ASL Recognizer

Problem

The workflow constraint

Existing ASL recognition tools are either research-only or require expensive hardware. A lightweight, real-time system was needed that runs on consumer hardware with just a webcam, using open-source ML frameworks.

Outcome

What changed

Real-time ASL recognition for 24 static letters

Published dataset on Kaggle and Hugging Face

v1.0.0 release with live webcam inference

CPU-only inference with sub-100ms latency

Decision log

Decisions and trade-offs

MediaPipe over custom CNN for hand detection

Need reliable hand landmark extraction that works across different skin tones and lighting.

Decision: Used Google's MediaPipe Hands for pre-built, production-quality hand landmark detection, then trained a lightweight classifier on extracted landmarks.

Trade-off: Depends on MediaPipe accuracy, but dramatically reduces training data needs and computation compared to end-to-end CNN approaches.

Landmark features over raw pixel classification

Raw image classification would require massive datasets and GPU training.

Decision: Extract 21 hand landmarks (63 features) and train a simple dense network, making the model lightweight and fast for real-time inference.

Trade-off: Loses some spatial information from raw images, but enables CPU-only real-time inference with high accuracy on static poses.

Technical teardown

Constraints, architecture, and proof

Pipeline: OpenCV webcam capture → MediaPipe hand landmark detection (21 points × 3 coords) → feature normalization → TensorFlow dense classifier → real-time prediction overlay. Training pipeline: raw images → MediaPipe landmark extraction → CSV dataset → model training with validation split.
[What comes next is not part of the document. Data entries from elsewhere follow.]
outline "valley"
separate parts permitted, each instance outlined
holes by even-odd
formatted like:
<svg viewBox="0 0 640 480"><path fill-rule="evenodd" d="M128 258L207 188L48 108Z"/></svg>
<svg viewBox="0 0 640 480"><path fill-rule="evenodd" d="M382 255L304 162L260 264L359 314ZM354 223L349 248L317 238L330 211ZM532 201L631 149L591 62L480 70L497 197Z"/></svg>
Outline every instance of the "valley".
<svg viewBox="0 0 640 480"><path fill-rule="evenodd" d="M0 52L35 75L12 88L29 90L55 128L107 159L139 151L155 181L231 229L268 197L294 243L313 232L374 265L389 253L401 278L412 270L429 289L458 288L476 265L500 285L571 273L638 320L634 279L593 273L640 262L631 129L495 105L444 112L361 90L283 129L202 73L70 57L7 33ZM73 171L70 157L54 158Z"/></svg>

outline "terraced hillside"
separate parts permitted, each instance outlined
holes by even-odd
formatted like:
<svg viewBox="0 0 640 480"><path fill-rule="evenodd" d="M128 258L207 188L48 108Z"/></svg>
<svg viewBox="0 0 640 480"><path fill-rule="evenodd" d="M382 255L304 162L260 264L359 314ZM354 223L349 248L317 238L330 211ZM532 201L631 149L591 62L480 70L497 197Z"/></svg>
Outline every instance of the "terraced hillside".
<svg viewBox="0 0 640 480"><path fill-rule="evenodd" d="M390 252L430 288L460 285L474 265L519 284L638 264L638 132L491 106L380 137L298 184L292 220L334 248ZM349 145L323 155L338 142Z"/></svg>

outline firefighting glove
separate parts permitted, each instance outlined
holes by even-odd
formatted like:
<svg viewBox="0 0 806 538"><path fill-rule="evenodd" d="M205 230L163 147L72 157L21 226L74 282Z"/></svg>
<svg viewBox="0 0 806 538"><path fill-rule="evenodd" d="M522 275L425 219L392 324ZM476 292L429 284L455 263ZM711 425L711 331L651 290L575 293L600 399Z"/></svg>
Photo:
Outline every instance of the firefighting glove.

Must run in real-time on consumer hardware with just a webcam

MediaPipe hand landmark extraction must be fast enough for live inference

Model must handle varying lighting conditions and hand positions

J and Z are motion-based letters — excluded from static classifier scope

Reliability

Deployment, security, and maintenance

Adjustable confidence threshold (via +/- keys) to tune precision vs recall. Published datasets on Kaggle and Hugging Face for reproducibility.

What I would improve next

Add temporal model for motion-based J and Z letters

Implement phrase-level recognition with word assembly

Add two-hand gesture support

Build web-based demo with TensorFlow.js